Living at peace with everyone is easier said than done. For all our talk of diversity, our differences make living at peace – the real kind of positive peace – complicated. Whatever might be involved in figuring this out, the Bible makes clear that we Christians bear the mandate to make peace happen with everyone around us. If we take “as far as it depends on us” seriously, we must realize that we will be required to lay aside some of our rights, particularly our right to do what we know is genuinely offensive to others.
A friend of mine once asked how far we are to go with this. What if someone says she was abused by her father every time he wore a red shirt, and that every time she sees a red shirt, she is overcome by anxiety? Should we ban the wearing of red shirts?
I do not know if we ought to do anything legislatively were such an extreme hypothetical involving one person to become reality. But, if that person were in a support group that was genuinely concerned with helping her, would not the members of the group agree to avoid red shirts any time she might be around? Surely their love for her would compel them to lay aside their rights in order to facilitate peace and healing. Legislative action aside, her friends would do of their own volition whatever they could – “as far as it depends on us” – to be at peace with her.

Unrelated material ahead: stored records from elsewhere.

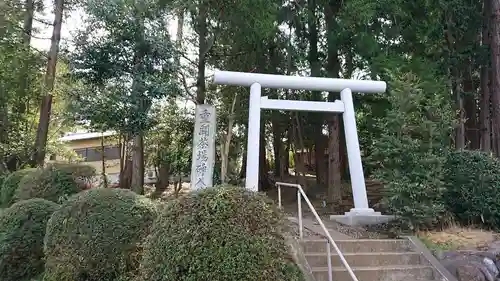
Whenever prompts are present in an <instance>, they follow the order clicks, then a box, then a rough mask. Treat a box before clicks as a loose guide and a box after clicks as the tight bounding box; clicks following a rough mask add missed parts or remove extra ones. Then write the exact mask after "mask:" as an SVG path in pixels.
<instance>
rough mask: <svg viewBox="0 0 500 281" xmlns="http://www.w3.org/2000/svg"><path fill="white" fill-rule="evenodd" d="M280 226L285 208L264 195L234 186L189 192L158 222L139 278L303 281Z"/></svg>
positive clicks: (142, 267) (171, 205)
mask: <svg viewBox="0 0 500 281" xmlns="http://www.w3.org/2000/svg"><path fill="white" fill-rule="evenodd" d="M282 230H283V216H282V214H281V212H280V211H279V210H278V209H277V208H276V207H275V204H272V202H271V201H270V200H269V199H268V198H267V197H265V196H264V195H261V194H258V193H253V192H250V191H246V190H244V189H241V188H236V187H220V188H211V189H206V190H202V191H199V192H197V193H191V194H189V195H186V196H185V197H182V198H179V199H175V200H173V201H171V202H169V203H168V204H167V205H166V206H165V208H164V209H163V210H162V213H161V214H160V216H159V218H158V219H157V220H156V221H155V223H154V226H153V230H152V234H151V235H150V236H149V237H148V239H147V242H146V244H145V249H144V258H143V261H142V263H141V271H140V273H141V274H140V278H137V279H138V280H148V281H170V280H176V281H183V280H190V281H195V280H211V281H218V280H244V281H252V280H303V276H302V274H301V272H300V271H299V269H298V268H297V267H296V265H295V264H294V263H293V261H292V260H291V258H290V256H289V254H288V248H287V246H286V244H285V242H284V238H283V236H282V234H281V231H282Z"/></svg>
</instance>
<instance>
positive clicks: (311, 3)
mask: <svg viewBox="0 0 500 281" xmlns="http://www.w3.org/2000/svg"><path fill="white" fill-rule="evenodd" d="M307 7H308V17H307V19H308V20H307V25H308V29H309V30H308V35H309V54H308V61H309V66H310V67H311V76H312V77H320V76H321V63H320V61H319V56H318V24H317V23H318V19H317V16H316V14H317V12H316V10H317V3H316V0H308V1H307ZM313 100H316V101H319V100H322V98H321V92H313ZM311 117H312V119H313V120H312V121H313V122H312V123H313V126H314V159H315V163H314V166H315V170H316V183H317V184H318V185H320V186H324V185H325V184H326V179H325V175H326V167H325V166H324V163H325V142H324V137H323V124H324V123H323V120H324V114H320V113H313V114H311ZM301 149H305V147H302V148H301Z"/></svg>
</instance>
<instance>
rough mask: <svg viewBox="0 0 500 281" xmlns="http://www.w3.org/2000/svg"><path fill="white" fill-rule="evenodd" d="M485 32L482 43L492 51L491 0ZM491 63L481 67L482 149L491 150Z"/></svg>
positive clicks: (483, 5) (480, 116) (480, 121)
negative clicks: (490, 27) (490, 84)
mask: <svg viewBox="0 0 500 281" xmlns="http://www.w3.org/2000/svg"><path fill="white" fill-rule="evenodd" d="M483 3H484V4H483V32H482V45H483V46H485V47H487V48H488V49H490V52H491V46H490V44H491V32H490V31H491V30H490V24H491V0H485V1H484V2H483ZM490 78H491V72H490V64H489V63H488V64H486V65H483V66H482V67H481V105H480V107H481V111H480V113H479V114H480V116H479V118H480V124H481V150H482V151H485V152H490V151H491V95H490Z"/></svg>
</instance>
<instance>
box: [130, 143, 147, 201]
mask: <svg viewBox="0 0 500 281" xmlns="http://www.w3.org/2000/svg"><path fill="white" fill-rule="evenodd" d="M130 186H131V189H132V191H134V192H135V193H137V194H144V139H143V137H142V134H139V135H137V136H135V137H134V142H133V145H132V179H131V181H130Z"/></svg>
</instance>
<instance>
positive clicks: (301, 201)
mask: <svg viewBox="0 0 500 281" xmlns="http://www.w3.org/2000/svg"><path fill="white" fill-rule="evenodd" d="M297 211H298V213H299V237H300V239H302V238H304V232H303V229H302V194H301V193H300V189H297Z"/></svg>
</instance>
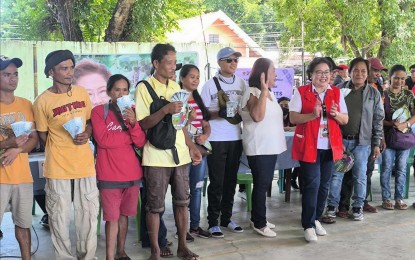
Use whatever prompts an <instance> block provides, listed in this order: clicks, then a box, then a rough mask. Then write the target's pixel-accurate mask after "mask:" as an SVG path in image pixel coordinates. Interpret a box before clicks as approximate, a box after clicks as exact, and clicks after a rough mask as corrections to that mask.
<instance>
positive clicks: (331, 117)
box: [290, 58, 349, 242]
mask: <svg viewBox="0 0 415 260" xmlns="http://www.w3.org/2000/svg"><path fill="white" fill-rule="evenodd" d="M332 70H333V68H332V64H331V62H330V61H329V60H327V59H326V58H315V59H314V60H313V61H311V63H310V64H309V65H308V68H307V74H308V76H309V78H310V80H311V81H312V83H311V84H308V85H304V86H300V87H299V88H297V90H296V91H295V93H294V96H293V98H292V99H291V102H290V120H291V123H293V124H296V125H297V127H296V130H295V134H294V140H293V146H292V156H293V159H294V160H298V161H300V167H301V172H302V178H303V185H304V188H303V196H302V213H301V223H302V226H303V228H304V238H305V240H306V241H307V242H312V241H317V235H319V236H324V235H326V234H327V232H326V230H325V229H324V228H323V227H322V225H321V224H320V222H319V218H320V217H321V215H322V213H323V211H324V207H325V202H326V198H327V193H328V186H329V180H330V178H331V175H332V172H333V171H334V163H333V161H334V160H339V159H340V158H341V157H342V154H343V146H342V135H341V132H340V125H343V124H346V123H347V122H348V118H349V117H348V114H347V107H346V103H345V101H344V97H343V94H342V93H341V92H340V90H339V89H338V88H337V87H334V86H330V84H329V82H330V73H331V71H332Z"/></svg>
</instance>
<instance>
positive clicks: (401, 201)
mask: <svg viewBox="0 0 415 260" xmlns="http://www.w3.org/2000/svg"><path fill="white" fill-rule="evenodd" d="M395 208H396V209H402V210H405V209H408V205H406V203H405V202H403V200H396V201H395Z"/></svg>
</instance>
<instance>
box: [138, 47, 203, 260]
mask: <svg viewBox="0 0 415 260" xmlns="http://www.w3.org/2000/svg"><path fill="white" fill-rule="evenodd" d="M151 62H152V64H153V66H154V68H155V73H154V75H153V76H152V77H151V78H150V79H148V82H149V83H150V85H151V87H152V88H153V89H154V91H155V92H156V94H157V95H158V96H159V97H161V96H162V97H164V98H165V99H166V100H170V98H171V96H172V95H173V94H174V93H175V92H177V91H179V90H180V86H179V85H178V84H177V83H176V82H174V81H172V80H169V79H170V78H171V77H172V75H173V74H174V73H175V71H176V50H175V49H174V47H173V46H172V45H170V44H157V45H156V46H154V48H153V50H152V52H151ZM135 101H136V114H137V119H138V120H140V125H141V128H142V129H144V130H147V129H150V128H152V127H154V126H155V125H156V124H157V123H158V122H160V121H161V120H163V118H164V116H165V115H167V114H175V113H178V112H180V111H181V108H182V106H183V103H182V102H172V103H169V104H167V105H165V106H164V107H162V108H161V109H160V110H159V111H157V112H155V113H153V114H150V105H151V103H152V102H153V99H152V98H151V96H150V94H149V92H148V90H147V87H146V86H145V84H143V83H141V84H139V85H138V86H137V90H136V93H135ZM175 146H176V149H177V154H178V158H179V163H178V164H176V163H175V161H174V159H173V153H172V150H170V149H169V150H163V149H158V148H156V147H154V146H153V145H152V144H151V143H150V142H149V141H147V143H146V144H145V145H144V149H143V163H142V165H143V166H144V178H145V182H146V194H147V206H146V210H147V216H146V218H147V228H148V233H149V237H150V245H151V258H150V259H159V258H160V248H159V244H158V239H157V238H158V230H159V224H160V217H159V214H160V213H161V212H163V211H164V201H165V196H166V191H167V186H168V184H169V183H170V184H171V189H172V196H173V203H174V204H175V206H176V212H175V220H176V225H177V229H178V235H179V245H178V248H177V256H178V257H180V258H183V259H184V258H185V259H198V257H199V256H198V255H197V254H195V253H193V252H191V251H190V250H189V249H188V248H187V246H186V234H187V221H188V209H187V207H188V205H189V163H190V162H191V161H193V163H194V164H198V163H200V161H201V160H202V156H201V154H200V152H199V150H198V149H197V148H196V147H195V145H194V143H193V142H192V140H191V139H190V137H189V135H188V133H187V131H186V130H185V128H183V129H182V130H178V131H177V133H176V143H175Z"/></svg>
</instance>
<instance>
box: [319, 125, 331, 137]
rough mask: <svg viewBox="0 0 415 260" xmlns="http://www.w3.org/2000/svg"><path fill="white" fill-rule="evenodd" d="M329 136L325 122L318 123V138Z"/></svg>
mask: <svg viewBox="0 0 415 260" xmlns="http://www.w3.org/2000/svg"><path fill="white" fill-rule="evenodd" d="M328 136H329V129H328V127H327V124H321V125H320V138H327V137H328Z"/></svg>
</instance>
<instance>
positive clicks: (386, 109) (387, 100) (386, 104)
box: [383, 90, 391, 114]
mask: <svg viewBox="0 0 415 260" xmlns="http://www.w3.org/2000/svg"><path fill="white" fill-rule="evenodd" d="M383 94H384V95H385V113H388V114H390V111H391V107H390V99H389V95H388V90H385V91H383Z"/></svg>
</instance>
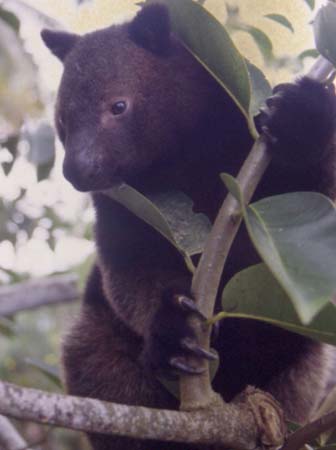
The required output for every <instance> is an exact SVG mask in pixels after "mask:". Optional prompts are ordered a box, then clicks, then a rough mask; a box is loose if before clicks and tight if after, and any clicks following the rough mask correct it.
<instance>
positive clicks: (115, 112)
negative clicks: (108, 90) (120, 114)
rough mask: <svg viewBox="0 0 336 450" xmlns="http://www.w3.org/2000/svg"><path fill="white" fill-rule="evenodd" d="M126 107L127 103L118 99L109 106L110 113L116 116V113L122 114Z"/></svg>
mask: <svg viewBox="0 0 336 450" xmlns="http://www.w3.org/2000/svg"><path fill="white" fill-rule="evenodd" d="M126 108H127V103H126V102H124V101H122V100H120V101H119V102H116V103H114V104H113V105H112V106H111V113H112V114H113V115H114V116H118V115H120V114H122V113H123V112H125V111H126Z"/></svg>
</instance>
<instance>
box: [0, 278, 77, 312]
mask: <svg viewBox="0 0 336 450" xmlns="http://www.w3.org/2000/svg"><path fill="white" fill-rule="evenodd" d="M79 296H80V293H79V290H78V287H77V277H76V276H75V275H57V276H52V277H47V278H41V279H37V280H30V281H25V282H22V283H18V284H11V285H8V286H1V287H0V317H1V316H11V315H13V314H15V313H17V312H19V311H23V310H27V309H33V308H37V307H39V306H44V305H51V304H56V303H61V302H70V301H72V300H75V299H77V298H79Z"/></svg>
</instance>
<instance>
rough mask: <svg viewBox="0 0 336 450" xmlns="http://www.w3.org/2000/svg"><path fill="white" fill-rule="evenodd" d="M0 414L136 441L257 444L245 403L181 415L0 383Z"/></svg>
mask: <svg viewBox="0 0 336 450" xmlns="http://www.w3.org/2000/svg"><path fill="white" fill-rule="evenodd" d="M0 414H5V415H6V416H9V417H13V418H16V419H23V420H32V421H35V422H40V423H48V424H51V425H57V426H61V427H66V428H72V429H76V430H81V431H86V432H95V433H104V434H115V435H120V436H128V437H132V438H138V439H157V440H162V441H176V442H185V443H202V444H216V443H217V444H218V443H222V444H223V445H224V446H225V447H228V448H236V449H242V450H252V449H254V448H255V447H256V442H257V441H258V436H257V433H258V431H257V427H256V425H255V420H254V415H253V411H252V409H251V407H250V404H249V403H248V402H244V401H243V402H242V403H239V404H230V405H227V407H226V409H225V411H224V414H223V411H222V410H219V411H218V413H217V411H216V409H212V410H203V411H194V412H179V411H167V410H161V409H150V408H144V407H140V406H126V405H119V404H115V403H107V402H103V401H99V400H95V399H89V398H79V397H73V396H66V395H62V394H52V393H49V392H44V391H40V390H37V389H30V388H23V387H19V386H17V385H14V384H10V383H6V382H1V381H0Z"/></svg>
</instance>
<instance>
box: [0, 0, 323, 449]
mask: <svg viewBox="0 0 336 450" xmlns="http://www.w3.org/2000/svg"><path fill="white" fill-rule="evenodd" d="M42 3H43V2H42ZM58 3H59V4H58V5H56V6H55V5H54V2H51V1H50V2H49V1H48V2H46V1H44V8H42V7H41V8H40V4H41V2H40V1H36V2H32V1H30V2H28V1H27V2H24V1H20V0H3V1H0V282H1V283H3V284H6V283H16V282H18V281H21V280H24V279H26V278H29V277H32V276H42V275H51V274H54V273H60V272H66V271H69V270H71V271H76V272H78V274H79V276H80V279H81V280H84V278H85V274H86V273H87V270H88V267H89V265H90V261H91V259H92V254H93V245H92V231H91V225H92V210H91V207H90V202H89V199H88V198H87V197H85V196H84V195H83V194H77V193H75V192H74V191H73V189H72V188H71V187H70V186H69V185H67V184H66V183H65V182H64V181H63V179H62V175H61V170H60V167H61V160H62V150H61V149H60V146H59V143H58V142H57V140H56V139H55V135H54V130H53V119H52V117H53V113H52V111H53V104H54V99H55V91H56V87H57V83H58V80H59V76H60V74H61V66H60V64H59V63H58V62H57V61H55V60H54V59H52V58H51V57H50V56H49V55H47V51H46V50H44V49H43V47H42V44H41V42H40V41H39V30H40V29H41V28H42V27H50V28H62V27H63V25H62V24H61V23H60V22H59V17H60V11H62V14H63V18H64V19H65V18H66V17H67V18H68V20H67V25H68V26H70V27H71V28H73V29H74V30H75V31H88V30H90V29H92V28H95V27H98V26H104V25H107V24H108V23H110V22H111V21H112V19H113V20H114V19H116V20H119V17H120V16H119V15H120V14H121V13H123V14H126V15H128V14H129V13H130V12H133V11H135V10H136V3H140V2H131V1H129V2H126V1H125V2H124V3H123V5H124V6H123V9H122V8H121V7H120V3H119V2H115V4H113V2H112V3H111V2H105V3H104V2H102V1H99V0H86V1H85V0H77V2H75V1H74V0H63V1H62V2H58ZM107 3H108V5H107ZM117 3H118V5H117ZM198 3H200V4H202V5H204V6H205V7H209V10H211V11H212V12H213V13H214V14H215V15H216V17H217V18H218V19H219V20H220V21H221V22H222V23H225V24H226V26H227V29H228V31H229V33H230V35H231V37H232V38H233V39H234V41H235V42H236V43H237V45H238V46H239V48H240V50H241V52H242V53H243V54H244V56H245V57H247V58H248V59H249V60H250V61H252V62H253V63H254V64H256V65H257V66H259V67H260V68H262V70H263V71H264V72H265V73H267V75H268V78H269V80H270V81H271V83H272V84H275V83H276V82H278V81H279V80H288V79H292V78H293V75H295V74H297V73H299V72H300V71H302V70H304V69H305V68H306V67H307V65H308V64H310V63H311V62H312V60H313V58H314V57H315V56H316V52H315V51H314V50H312V39H311V37H310V38H308V41H307V36H308V37H309V36H311V31H310V27H309V20H310V19H311V18H312V17H313V10H314V8H315V7H316V5H315V2H314V1H312V0H310V1H308V0H306V1H304V0H295V1H293V0H290V3H289V2H284V1H282V2H281V4H280V3H279V2H276V1H271V2H270V1H268V2H263V3H264V4H265V5H266V12H265V14H260V12H259V13H258V14H259V15H256V14H255V11H253V10H254V9H257V10H258V7H259V4H260V3H261V2H258V1H257V0H250V1H249V2H246V1H244V0H240V1H238V0H235V1H233V0H231V1H230V2H225V1H223V0H199V1H198ZM247 3H248V6H247ZM254 3H255V7H256V8H253V6H254V5H253V4H254ZM285 3H287V9H286V8H285V14H284V4H285ZM48 4H49V5H48ZM32 5H33V6H32ZM288 5H290V6H288ZM60 8H63V9H60ZM107 11H108V13H107V14H105V13H106V12H107ZM294 13H295V14H294ZM298 13H299V15H300V19H301V25H302V20H304V24H305V26H304V27H298V26H297V25H296V22H297V17H296V14H298ZM88 17H91V18H93V19H92V22H91V23H90V25H88V23H87V21H86V19H87V18H88ZM104 21H106V22H105V23H104ZM279 36H282V38H281V39H280V38H279ZM279 39H280V40H279ZM284 40H286V46H284V47H285V48H283V47H282V45H279V42H284ZM289 49H292V50H291V51H289ZM69 308H70V311H69ZM75 309H76V306H73V307H69V306H63V307H57V308H42V309H40V310H38V311H37V312H30V313H20V314H18V315H16V316H15V318H6V319H0V354H1V355H3V357H2V358H1V360H0V378H2V379H7V380H10V381H12V382H17V383H19V384H22V385H27V386H35V387H39V388H45V389H51V390H56V389H58V386H57V385H56V384H55V383H54V382H53V380H52V378H51V377H48V376H45V375H44V374H43V373H42V371H41V370H38V369H37V368H36V365H39V366H41V363H42V364H46V365H47V367H48V368H49V369H50V370H51V369H52V370H54V369H57V368H58V367H59V346H60V330H61V329H64V328H65V326H66V325H65V320H64V318H65V317H69V316H71V315H72V313H74V312H75ZM36 361H38V363H36ZM49 369H48V370H49ZM23 427H24V430H23V432H24V434H25V436H26V438H27V440H28V441H29V442H37V441H39V440H41V439H42V440H44V441H45V442H44V448H48V449H54V448H55V449H56V448H57V449H61V450H62V449H78V448H85V444H84V442H81V441H80V438H79V437H78V435H76V434H73V433H68V432H63V431H54V430H53V431H52V432H51V431H50V430H47V429H42V428H41V427H39V426H37V425H34V424H25V425H24V426H23Z"/></svg>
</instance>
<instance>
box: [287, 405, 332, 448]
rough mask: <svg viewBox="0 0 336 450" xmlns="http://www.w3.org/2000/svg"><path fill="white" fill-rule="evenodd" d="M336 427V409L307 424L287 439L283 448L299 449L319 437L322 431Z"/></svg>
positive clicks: (324, 431) (327, 430) (323, 432)
mask: <svg viewBox="0 0 336 450" xmlns="http://www.w3.org/2000/svg"><path fill="white" fill-rule="evenodd" d="M335 427H336V411H333V412H331V413H329V414H326V415H325V416H322V417H320V418H318V419H316V420H314V421H313V422H311V423H309V424H307V425H305V426H304V427H302V428H300V429H299V430H297V431H295V433H293V434H291V435H290V436H289V438H288V439H287V441H286V443H285V445H284V446H283V447H282V450H298V449H300V448H303V447H304V445H305V444H306V443H307V442H309V441H311V440H312V439H315V438H316V437H318V436H319V435H320V434H321V433H324V432H325V431H328V430H330V429H331V428H335Z"/></svg>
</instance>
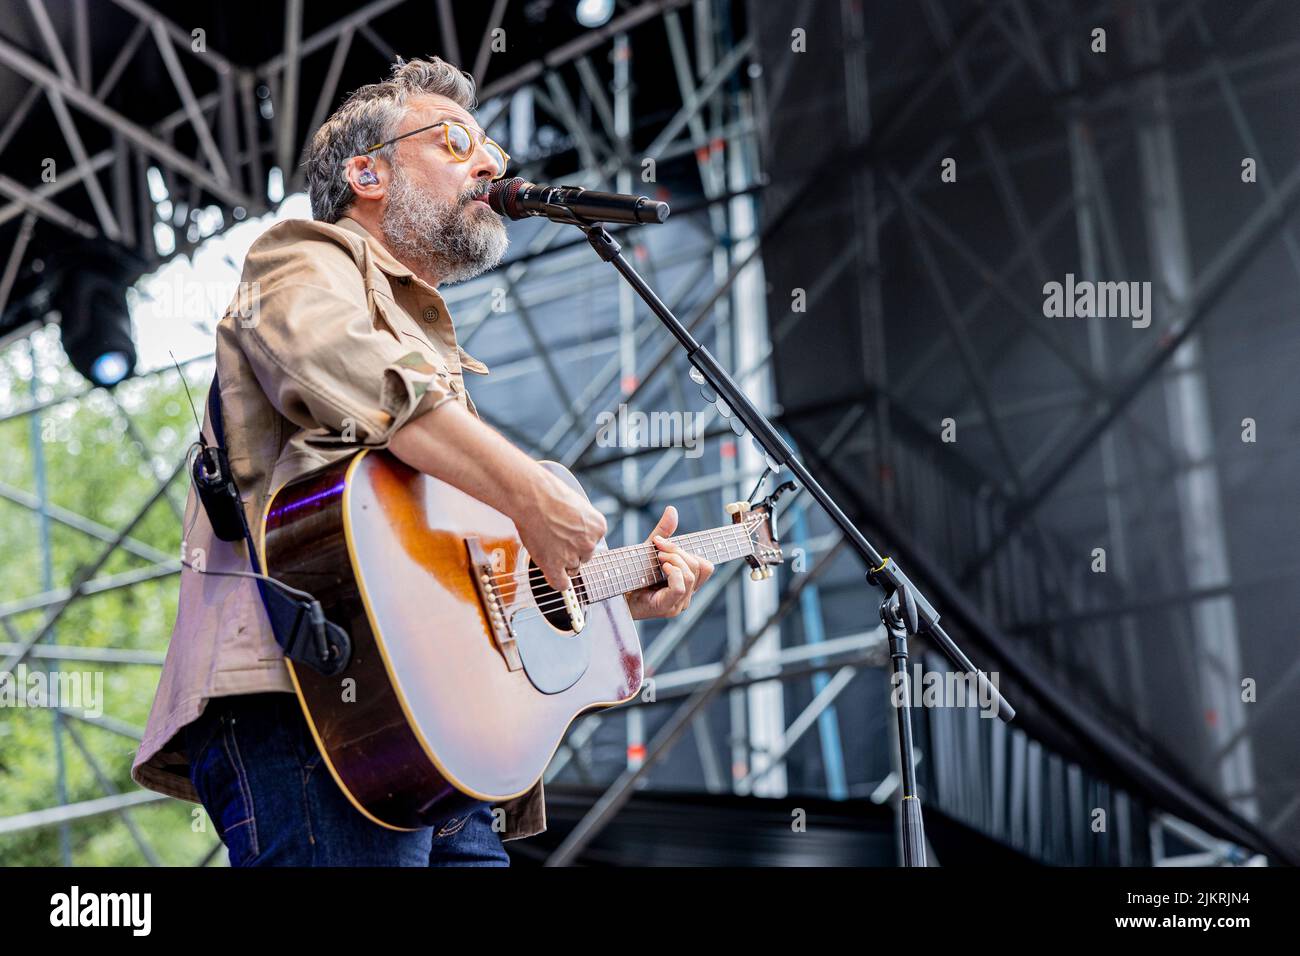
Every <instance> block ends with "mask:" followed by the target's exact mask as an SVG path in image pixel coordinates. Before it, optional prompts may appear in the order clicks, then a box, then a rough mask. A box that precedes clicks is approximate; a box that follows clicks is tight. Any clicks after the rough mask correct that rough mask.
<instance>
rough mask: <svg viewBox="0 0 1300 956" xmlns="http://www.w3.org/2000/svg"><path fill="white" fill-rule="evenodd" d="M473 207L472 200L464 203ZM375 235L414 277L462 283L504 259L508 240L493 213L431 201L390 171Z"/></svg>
mask: <svg viewBox="0 0 1300 956" xmlns="http://www.w3.org/2000/svg"><path fill="white" fill-rule="evenodd" d="M469 202H477V200H469ZM380 230H381V232H382V233H383V241H385V242H386V243H387V246H389V251H391V252H393V255H395V256H396V258H398V259H400V260H402V261H403V263H406V264H407V265H409V267H411V268H412V269H415V271H416V272H422V273H426V274H432V276H437V277H438V281H439V284H442V282H463V281H464V280H467V278H473V277H474V276H477V274H480V273H482V272H486V271H487V269H490V268H493V267H494V265H497V264H498V263H499V261H500V260H502V258H503V256H504V255H506V246H507V245H508V242H510V238H508V237H507V235H506V224H504V222H503V221H502V220H500V217H499V216H497V215H495V213H493V215H490V216H489V215H486V213H481V212H478V211H477V209H476V211H473V212H471V213H469V215H467V213H465V209H464V203H461V202H447V200H442V199H434V198H433V196H429V195H426V194H425V193H421V191H420V190H417V189H415V187H413V186H412V185H411V181H409V179H407V178H406V177H404V176H402V173H400V170H394V176H393V179H391V181H390V183H389V195H387V206H386V207H385V209H383V216H382V217H381V220H380Z"/></svg>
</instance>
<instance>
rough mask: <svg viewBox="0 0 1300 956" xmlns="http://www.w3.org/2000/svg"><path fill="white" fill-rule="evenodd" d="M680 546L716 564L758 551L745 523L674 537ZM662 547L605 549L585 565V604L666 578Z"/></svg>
mask: <svg viewBox="0 0 1300 956" xmlns="http://www.w3.org/2000/svg"><path fill="white" fill-rule="evenodd" d="M668 540H669V541H672V542H673V544H675V545H677V548H680V549H681V550H684V551H688V553H690V554H695V555H698V557H701V558H705V559H706V561H708V562H710V563H712V564H720V563H723V562H725V561H735V559H736V558H744V557H746V555H750V554H753V553H754V545H753V541H751V540H750V537H749V532H748V531H745V525H744V524H728V525H724V527H722V528H712V529H711V531H697V532H694V533H692V535H679V536H675V537H669V538H668ZM656 554H659V549H658V548H655V546H654V545H653V544H640V545H628V546H627V548H616V549H614V550H612V551H602V553H599V554H597V555H594V557H593V558H591V559H590V561H589V562H586V563H585V564H582V568H581V584H582V588H585V593H586V597H585V604H594V602H597V601H604V600H607V598H611V597H614V596H615V594H624V593H627V592H629V591H636V589H637V588H645V587H647V585H650V584H658V583H659V581H663V580H666V578H664V574H663V566H662V564H660V563H659V559H658V558H656V557H655V555H656Z"/></svg>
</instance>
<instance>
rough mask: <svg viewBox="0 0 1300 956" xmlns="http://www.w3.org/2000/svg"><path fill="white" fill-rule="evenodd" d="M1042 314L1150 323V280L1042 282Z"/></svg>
mask: <svg viewBox="0 0 1300 956" xmlns="http://www.w3.org/2000/svg"><path fill="white" fill-rule="evenodd" d="M1043 315H1045V316H1047V317H1048V319H1060V317H1062V316H1065V317H1067V319H1093V317H1096V319H1131V320H1132V326H1134V328H1135V329H1145V328H1147V326H1148V325H1151V282H1092V281H1089V280H1082V281H1079V282H1075V281H1074V273H1073V272H1067V273H1066V276H1065V282H1063V284H1062V282H1045V284H1044V285H1043Z"/></svg>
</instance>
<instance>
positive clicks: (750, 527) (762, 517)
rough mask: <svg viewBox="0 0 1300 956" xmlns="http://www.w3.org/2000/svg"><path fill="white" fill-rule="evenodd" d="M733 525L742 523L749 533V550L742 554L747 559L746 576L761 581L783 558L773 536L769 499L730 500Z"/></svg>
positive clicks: (778, 547)
mask: <svg viewBox="0 0 1300 956" xmlns="http://www.w3.org/2000/svg"><path fill="white" fill-rule="evenodd" d="M727 514H729V515H731V519H732V524H740V525H744V528H745V533H746V535H748V536H749V545H750V553H749V554H746V555H745V561H748V562H749V566H750V568H753V570H751V571H750V572H749V576H750V578H751V579H753V580H755V581H759V580H763V579H764V578H771V576H772V566H774V564H780V563H781V562H784V561H785V555H784V554H781V542H780V541H779V540H777V537H776V525H775V522H774V520H772V506H771V505H770V503H768V502H766V501H764V502H759V503H758V505H750V503H749V502H748V501H733V502H731V503H729V505H728V506H727Z"/></svg>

I think persuasive arguments for removing the Confederate flag from all state properties are easily made. I grieve the fact that our country had to suffer the slaughter of nine African-Americans to take those arguments seriously. I also grieve the fact that many of us Christians continue clinging to our individual rights, when our savior promises that “whoever loses their life for my sake will find it” (Matthew 10:39, NIV).
While we are right to apply normative principles of love and grace to issues such as same-sex marriage, we must also acknowledge that love and grace are essential in other social issues. When some right that we demand is so plainly offensive to others, we are required to lay aside that right for the sake of living at peace with everyone. This depends on us.